The death toll from an attack last week by gunmen in northwestern Nigeria has doubled to more than 130, the Kaduna state governor said on Tuesday, adding it appeared to have been a deliberate plan to "wipe out certain communities."
Governor Nasir el-Rufai did not specify what he meant by this. Those killed in last Friday's attack were mainly from the Fulani ethnic group, who are usually Muslim and who have been involved in clashes in recent years with people from the Adara ethnic group, who are predominantly Christian.
Local residents, speaking on condition of anonymity, said last week that the attack was a reprisal for violence last October.
El-Rufai told reporters that police were still investigating the gunmen's motive for the attack in Kajuru local government area in the south of the state, and there had been arrests. He did not say how many people had been detained "The more the police dig into this matter, the more it is clear that there was a deliberate plan to wipe out certain communities," he said, adding that the latest report on the incident showed more than 130 people had been killed.
The attack took place the day before Nigeria was supposed to hold a presidential election, but electoral authorities delayed the vote by one week citing logistical challenges.

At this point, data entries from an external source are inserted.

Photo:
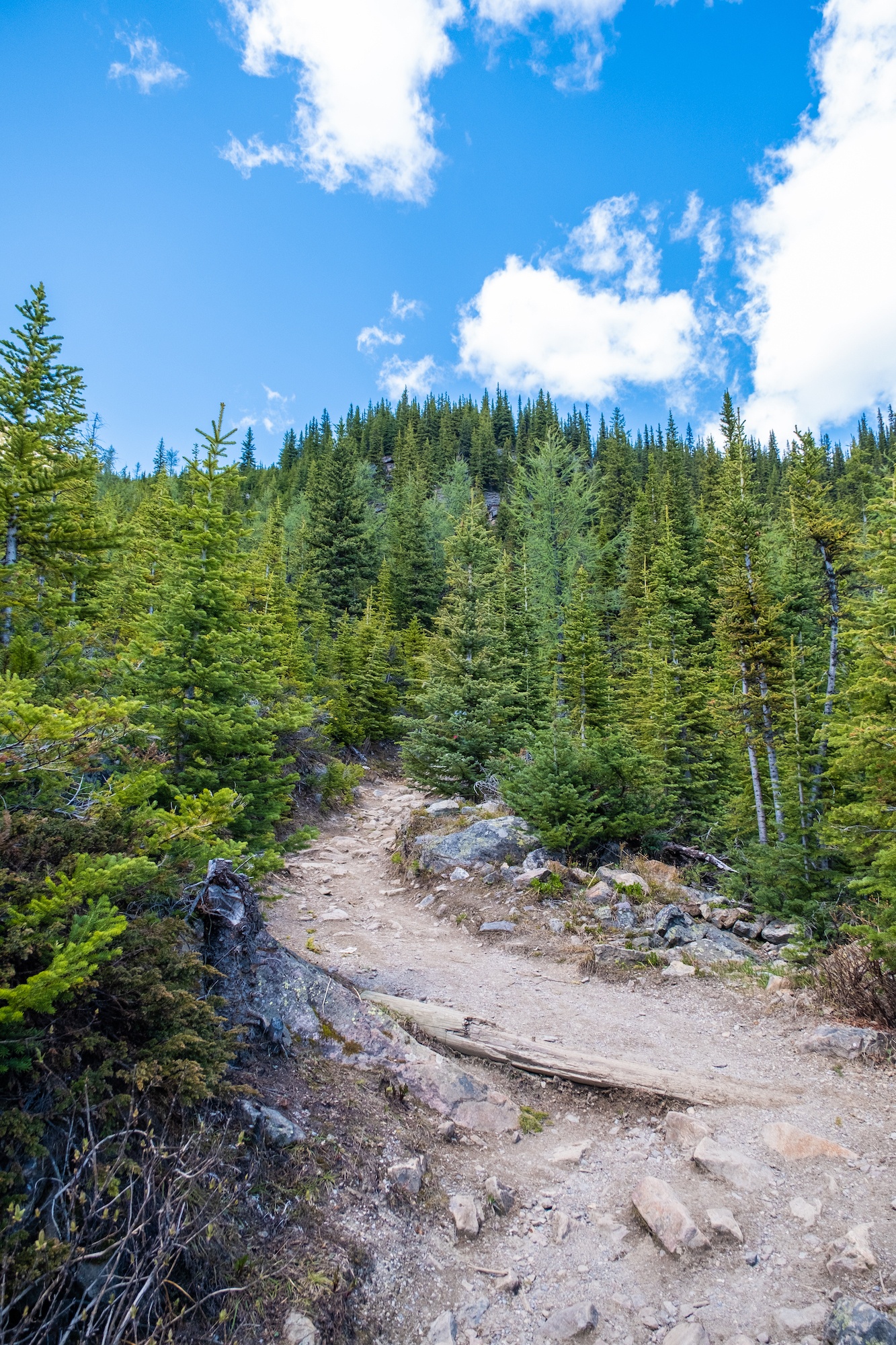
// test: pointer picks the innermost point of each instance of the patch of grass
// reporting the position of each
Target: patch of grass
(533, 1122)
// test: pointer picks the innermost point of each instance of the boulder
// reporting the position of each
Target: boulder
(666, 1217)
(688, 1334)
(791, 1143)
(779, 931)
(729, 1165)
(463, 1211)
(684, 1130)
(569, 1324)
(801, 1321)
(721, 1221)
(408, 1175)
(678, 969)
(853, 1253)
(846, 1043)
(489, 841)
(443, 1331)
(854, 1323)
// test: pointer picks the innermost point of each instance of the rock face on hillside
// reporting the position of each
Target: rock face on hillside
(491, 841)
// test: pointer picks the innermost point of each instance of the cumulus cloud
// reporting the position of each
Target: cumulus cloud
(533, 326)
(416, 376)
(403, 309)
(369, 338)
(817, 252)
(147, 65)
(362, 114)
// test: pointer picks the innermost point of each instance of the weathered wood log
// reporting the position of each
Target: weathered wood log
(473, 1036)
(692, 853)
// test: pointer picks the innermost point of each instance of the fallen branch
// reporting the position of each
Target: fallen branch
(692, 853)
(475, 1038)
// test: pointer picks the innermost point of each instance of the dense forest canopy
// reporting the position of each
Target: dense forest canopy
(642, 640)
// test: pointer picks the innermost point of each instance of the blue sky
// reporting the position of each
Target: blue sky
(611, 147)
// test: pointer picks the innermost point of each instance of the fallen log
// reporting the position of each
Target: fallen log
(473, 1036)
(692, 853)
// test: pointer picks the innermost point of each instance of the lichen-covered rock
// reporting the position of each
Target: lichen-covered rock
(854, 1323)
(493, 840)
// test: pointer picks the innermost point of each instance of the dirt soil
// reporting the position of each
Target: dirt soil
(573, 1234)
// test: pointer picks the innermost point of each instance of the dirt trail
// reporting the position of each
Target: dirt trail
(377, 937)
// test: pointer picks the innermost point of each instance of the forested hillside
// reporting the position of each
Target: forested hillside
(639, 637)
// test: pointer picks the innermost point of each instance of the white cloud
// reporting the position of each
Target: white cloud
(369, 338)
(817, 254)
(403, 309)
(255, 154)
(416, 376)
(530, 326)
(362, 112)
(147, 67)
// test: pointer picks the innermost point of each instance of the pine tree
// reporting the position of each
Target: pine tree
(469, 701)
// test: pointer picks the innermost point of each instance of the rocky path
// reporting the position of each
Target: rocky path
(573, 1238)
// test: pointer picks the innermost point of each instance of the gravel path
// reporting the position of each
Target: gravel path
(573, 1234)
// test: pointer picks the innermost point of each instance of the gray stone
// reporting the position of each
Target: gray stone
(499, 1198)
(299, 1330)
(463, 1211)
(569, 1324)
(729, 1165)
(856, 1323)
(779, 931)
(493, 840)
(408, 1175)
(688, 1334)
(443, 1331)
(846, 1043)
(474, 1313)
(801, 1321)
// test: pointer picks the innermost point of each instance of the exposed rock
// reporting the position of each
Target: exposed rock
(779, 931)
(688, 1334)
(569, 1324)
(569, 1155)
(491, 840)
(271, 1126)
(791, 1143)
(499, 1198)
(623, 879)
(854, 1323)
(678, 969)
(853, 1253)
(408, 1175)
(443, 1331)
(299, 1330)
(684, 1130)
(721, 1221)
(529, 876)
(463, 1211)
(801, 1321)
(666, 1217)
(846, 1043)
(729, 1165)
(806, 1211)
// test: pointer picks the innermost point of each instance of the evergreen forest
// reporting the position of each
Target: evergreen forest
(639, 638)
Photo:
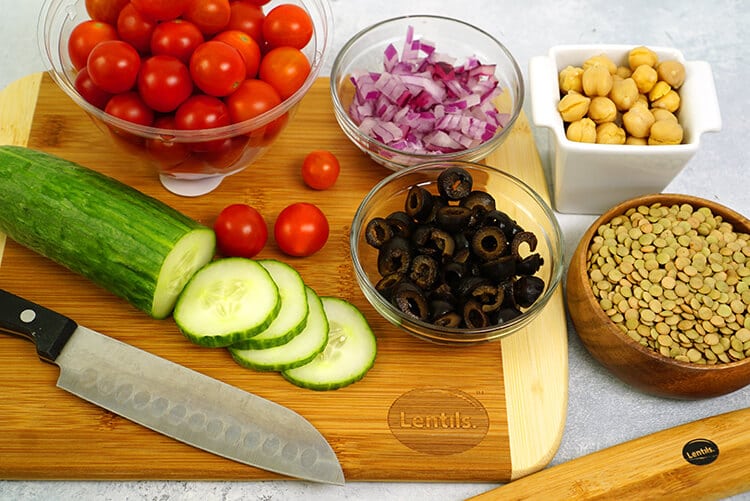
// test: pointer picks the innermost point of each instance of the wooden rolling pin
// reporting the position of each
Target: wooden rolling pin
(705, 459)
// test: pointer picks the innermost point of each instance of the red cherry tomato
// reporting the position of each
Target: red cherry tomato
(177, 38)
(135, 29)
(164, 83)
(287, 25)
(105, 10)
(113, 66)
(160, 10)
(129, 106)
(84, 37)
(240, 231)
(286, 69)
(301, 229)
(320, 169)
(217, 68)
(89, 91)
(211, 16)
(246, 46)
(252, 98)
(249, 18)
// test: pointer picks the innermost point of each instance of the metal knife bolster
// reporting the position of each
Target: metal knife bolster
(48, 329)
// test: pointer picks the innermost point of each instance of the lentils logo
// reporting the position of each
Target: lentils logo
(438, 421)
(700, 451)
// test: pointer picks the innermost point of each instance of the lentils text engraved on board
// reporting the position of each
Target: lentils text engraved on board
(677, 280)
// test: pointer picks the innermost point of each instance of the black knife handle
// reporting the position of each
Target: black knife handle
(48, 330)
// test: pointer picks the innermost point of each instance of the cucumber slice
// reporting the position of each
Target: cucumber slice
(348, 355)
(227, 301)
(293, 314)
(299, 351)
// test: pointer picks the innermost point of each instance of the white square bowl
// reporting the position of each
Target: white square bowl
(591, 178)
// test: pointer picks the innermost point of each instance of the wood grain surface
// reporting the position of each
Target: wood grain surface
(514, 390)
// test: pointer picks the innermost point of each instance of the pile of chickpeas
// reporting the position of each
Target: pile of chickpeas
(632, 103)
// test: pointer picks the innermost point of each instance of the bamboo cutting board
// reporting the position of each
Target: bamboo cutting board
(493, 412)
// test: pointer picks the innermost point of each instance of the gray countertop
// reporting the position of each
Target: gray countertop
(602, 411)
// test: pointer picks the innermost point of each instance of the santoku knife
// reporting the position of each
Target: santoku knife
(172, 399)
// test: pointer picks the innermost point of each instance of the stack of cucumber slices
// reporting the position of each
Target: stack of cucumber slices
(270, 320)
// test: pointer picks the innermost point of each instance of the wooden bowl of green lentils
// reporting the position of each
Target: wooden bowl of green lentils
(659, 293)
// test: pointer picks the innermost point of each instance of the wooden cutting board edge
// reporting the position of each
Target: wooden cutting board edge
(525, 395)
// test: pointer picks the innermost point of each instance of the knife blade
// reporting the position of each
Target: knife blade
(700, 460)
(172, 399)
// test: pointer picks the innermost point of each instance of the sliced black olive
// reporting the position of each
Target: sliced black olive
(479, 200)
(450, 319)
(408, 298)
(418, 203)
(453, 219)
(424, 271)
(500, 269)
(454, 183)
(394, 256)
(386, 284)
(378, 231)
(503, 221)
(401, 223)
(527, 289)
(474, 316)
(489, 242)
(453, 273)
(506, 314)
(443, 242)
(519, 239)
(530, 264)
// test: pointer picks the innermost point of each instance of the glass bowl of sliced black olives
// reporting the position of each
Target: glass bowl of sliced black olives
(456, 253)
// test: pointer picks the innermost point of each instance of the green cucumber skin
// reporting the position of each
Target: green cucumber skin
(90, 223)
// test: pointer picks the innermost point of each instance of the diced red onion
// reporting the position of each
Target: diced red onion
(424, 103)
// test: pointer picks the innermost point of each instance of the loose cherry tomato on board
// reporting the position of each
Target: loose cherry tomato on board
(287, 25)
(135, 29)
(113, 66)
(105, 10)
(89, 91)
(240, 231)
(286, 69)
(164, 83)
(249, 18)
(320, 169)
(129, 106)
(217, 68)
(160, 10)
(211, 16)
(252, 98)
(246, 46)
(84, 37)
(177, 38)
(301, 229)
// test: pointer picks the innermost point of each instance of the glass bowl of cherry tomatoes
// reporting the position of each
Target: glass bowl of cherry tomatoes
(199, 89)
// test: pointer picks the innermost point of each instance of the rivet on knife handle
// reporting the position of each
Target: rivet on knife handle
(47, 329)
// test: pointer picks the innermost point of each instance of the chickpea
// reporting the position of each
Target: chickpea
(669, 101)
(672, 72)
(638, 121)
(642, 55)
(573, 106)
(602, 109)
(597, 81)
(645, 78)
(570, 79)
(601, 60)
(582, 131)
(610, 133)
(624, 93)
(665, 132)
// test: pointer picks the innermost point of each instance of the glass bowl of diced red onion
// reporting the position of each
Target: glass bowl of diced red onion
(425, 88)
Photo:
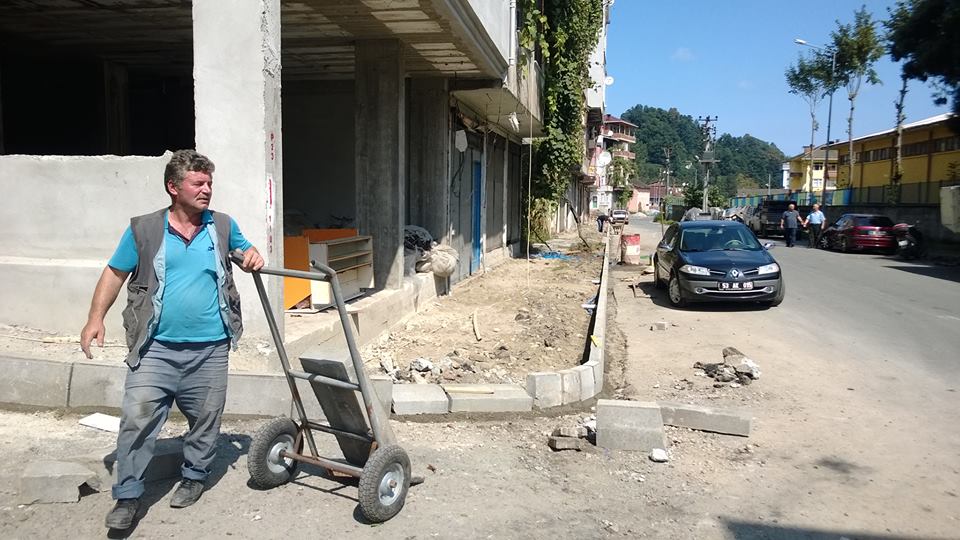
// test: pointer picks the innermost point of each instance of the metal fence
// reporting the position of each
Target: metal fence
(913, 193)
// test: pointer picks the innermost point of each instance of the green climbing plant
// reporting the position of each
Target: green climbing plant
(565, 32)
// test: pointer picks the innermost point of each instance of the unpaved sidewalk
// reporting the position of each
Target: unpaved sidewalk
(528, 316)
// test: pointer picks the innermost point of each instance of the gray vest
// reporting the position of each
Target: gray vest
(145, 287)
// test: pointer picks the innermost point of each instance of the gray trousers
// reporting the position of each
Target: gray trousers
(194, 375)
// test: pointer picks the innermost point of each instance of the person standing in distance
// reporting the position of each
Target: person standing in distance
(182, 316)
(814, 220)
(789, 222)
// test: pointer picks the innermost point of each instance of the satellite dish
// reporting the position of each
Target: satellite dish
(604, 159)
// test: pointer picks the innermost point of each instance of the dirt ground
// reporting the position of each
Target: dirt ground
(529, 317)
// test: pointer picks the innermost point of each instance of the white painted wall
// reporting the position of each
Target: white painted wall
(63, 220)
(597, 92)
(495, 16)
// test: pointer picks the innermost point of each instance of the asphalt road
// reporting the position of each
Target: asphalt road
(874, 306)
(856, 411)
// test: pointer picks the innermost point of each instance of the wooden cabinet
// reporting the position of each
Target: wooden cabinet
(352, 259)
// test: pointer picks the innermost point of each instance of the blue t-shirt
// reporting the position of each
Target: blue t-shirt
(191, 311)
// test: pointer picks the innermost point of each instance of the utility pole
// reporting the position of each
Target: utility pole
(708, 131)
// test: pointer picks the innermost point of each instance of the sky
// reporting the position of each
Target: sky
(727, 59)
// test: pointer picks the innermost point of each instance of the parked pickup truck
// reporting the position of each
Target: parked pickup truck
(765, 220)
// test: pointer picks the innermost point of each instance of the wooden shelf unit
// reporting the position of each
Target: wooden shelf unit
(352, 258)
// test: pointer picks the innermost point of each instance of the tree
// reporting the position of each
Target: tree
(693, 195)
(807, 79)
(858, 48)
(923, 34)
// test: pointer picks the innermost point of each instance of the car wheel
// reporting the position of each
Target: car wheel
(824, 242)
(781, 292)
(675, 292)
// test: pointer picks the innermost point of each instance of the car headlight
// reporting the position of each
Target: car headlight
(771, 268)
(695, 270)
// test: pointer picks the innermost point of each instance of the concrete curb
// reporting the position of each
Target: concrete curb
(88, 385)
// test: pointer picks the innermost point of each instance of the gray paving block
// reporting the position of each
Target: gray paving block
(725, 421)
(565, 443)
(588, 387)
(420, 399)
(39, 383)
(54, 482)
(505, 398)
(597, 368)
(629, 425)
(257, 394)
(546, 389)
(383, 386)
(97, 385)
(166, 462)
(570, 386)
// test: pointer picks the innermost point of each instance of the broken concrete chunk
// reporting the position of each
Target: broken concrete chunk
(54, 482)
(565, 443)
(659, 455)
(749, 368)
(102, 421)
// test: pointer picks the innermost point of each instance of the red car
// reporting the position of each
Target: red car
(860, 232)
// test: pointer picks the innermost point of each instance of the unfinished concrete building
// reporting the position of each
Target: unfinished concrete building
(370, 114)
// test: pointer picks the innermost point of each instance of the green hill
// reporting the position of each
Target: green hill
(745, 161)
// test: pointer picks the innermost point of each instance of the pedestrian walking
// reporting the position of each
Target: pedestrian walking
(602, 221)
(789, 222)
(814, 221)
(182, 316)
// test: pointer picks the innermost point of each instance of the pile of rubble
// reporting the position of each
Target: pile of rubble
(735, 370)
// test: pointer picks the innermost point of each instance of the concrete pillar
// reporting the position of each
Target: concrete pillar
(429, 141)
(379, 110)
(236, 69)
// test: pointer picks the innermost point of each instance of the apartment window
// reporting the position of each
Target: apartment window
(946, 144)
(915, 149)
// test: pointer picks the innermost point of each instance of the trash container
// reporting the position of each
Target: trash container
(630, 249)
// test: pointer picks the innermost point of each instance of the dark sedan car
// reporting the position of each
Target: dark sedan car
(704, 261)
(860, 232)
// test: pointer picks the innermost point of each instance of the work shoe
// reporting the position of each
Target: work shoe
(186, 494)
(123, 513)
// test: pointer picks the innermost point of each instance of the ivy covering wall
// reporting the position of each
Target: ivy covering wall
(566, 33)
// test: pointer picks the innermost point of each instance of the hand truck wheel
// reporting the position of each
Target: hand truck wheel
(267, 469)
(384, 483)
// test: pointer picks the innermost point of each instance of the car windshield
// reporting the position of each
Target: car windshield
(874, 221)
(718, 238)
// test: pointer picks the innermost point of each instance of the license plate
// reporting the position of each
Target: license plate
(724, 286)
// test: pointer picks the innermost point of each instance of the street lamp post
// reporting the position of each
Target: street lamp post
(826, 150)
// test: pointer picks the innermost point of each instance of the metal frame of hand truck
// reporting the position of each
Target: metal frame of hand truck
(385, 477)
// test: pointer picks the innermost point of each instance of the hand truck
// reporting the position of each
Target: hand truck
(367, 440)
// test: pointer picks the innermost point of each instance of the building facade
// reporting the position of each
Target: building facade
(930, 157)
(806, 175)
(374, 117)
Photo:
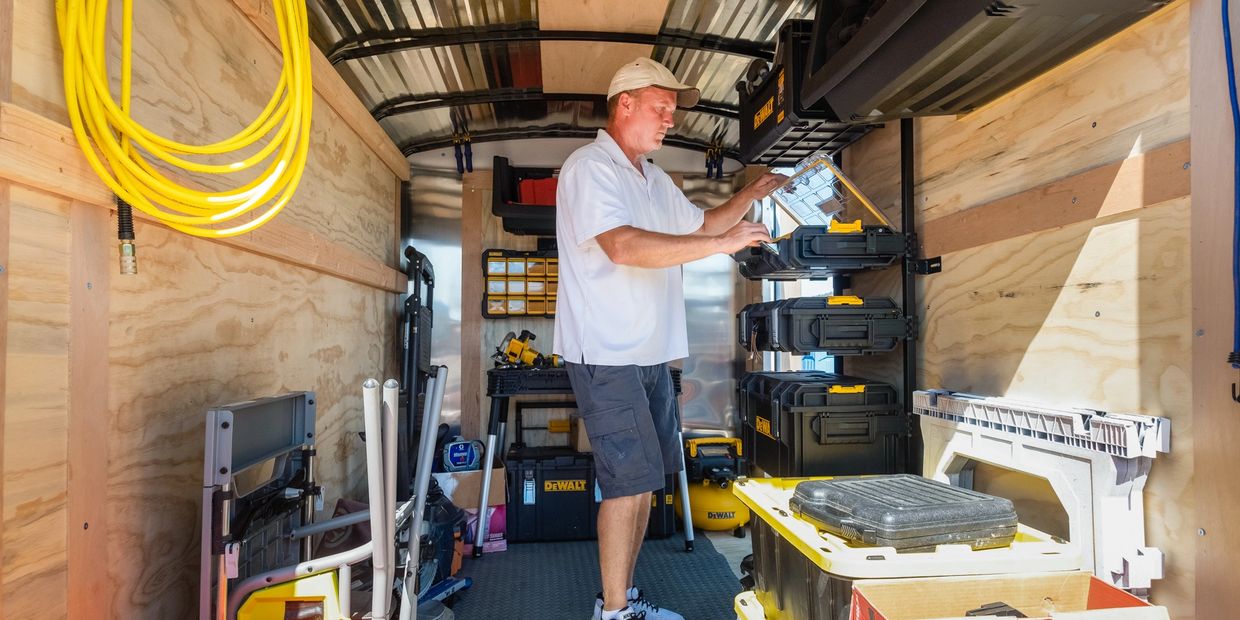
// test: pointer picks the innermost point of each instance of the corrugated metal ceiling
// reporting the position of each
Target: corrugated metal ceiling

There was no indication that the attack was related to the election.
Some 55 people were killed in October during what residents said were clashes between Muslims and Christians in the Kasuwan Magani area of Kajuru — the same local government area in which last week's attack took place.
Security has become a key campaign issue ahead of the presidential election in which President Muhammadu Buhari, who took office in 2015, and Atiku Abubakar, a businessman who served as vice president from 1999 to 2007, are the leading contenders.
Nigeria, Africa's most populous nation with around 190 million inhabitants, is split roughly equally between Christians and Muslims, and comprises around 250 different ethnic groups that mostly co-exist peacefully.
However, hundreds of people were killed last year in outbreaks of violence over land use and resources in the central states of Nigeria slightly to the south of Kaduna, with some clashes between religious and ethnic groups.